Отсюда, конечно, не следует, что человеку запрещается говорить, как ему хочется, как ему в голову придет. (Необразованный человек, по выражению A.M. Пешковского, «говорит, как птица поет».) Но это значит, что в определенных ситуациях — таких, как общение с государством, общение с массой народа, общение с представителями иных возрастов, профессий, местностей и т.д. — он должен переходить со своего идиолекта на литературный язык. Литературный язык — это язык нормированный и пропагандируемый, это язык, которому учат и на котором учат.
Для языкознания отсюда вытекают два возможных подхода к предмету данной науки.
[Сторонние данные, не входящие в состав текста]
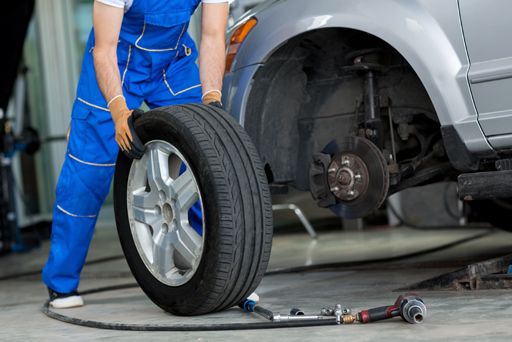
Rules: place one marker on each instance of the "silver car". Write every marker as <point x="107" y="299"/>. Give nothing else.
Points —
<point x="354" y="100"/>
Один из них объективно и, так сказать, безучастно фиксирует все, что встречается в речи: это подход описательный. Для описательного языкознания все факты языка равноправны, все одинаково интересны. То, от чего подчас страдает ухо образованного человека (какое-нибудь «местов» или «победю»), для описательного языкознания может представлять особую ценность. Другой подход основан на разграничении «правильного» и «неправильного» в языке, это подход нормативный. У него, конечно, особенно сильные корни в практике школьного преподавания, но не только там. Основная масса словарей и грамматик, с которыми мы в своей жизни имеем дело, — это словари и грамматики нормативные. Такой подход реализуется в виде особого направления в языкознании, называемого культурой речи, а также в виде целой идеологии — «языковой пропаганды», «языкового строительства» и т.п. Не стоит задаваться вопросом, с какой точки зрения лучше подходить к языку: изучать, «как говорят» вокруг нас, или же рекомендовать, «как следует говорить», потому что у каждого из подходов свои преимущества, основания и цели. Не следует только забывать, что возможности регулирования языка, воздействия на него весьма ограниченны. Язык в каком-то смысле — «вещь в себе».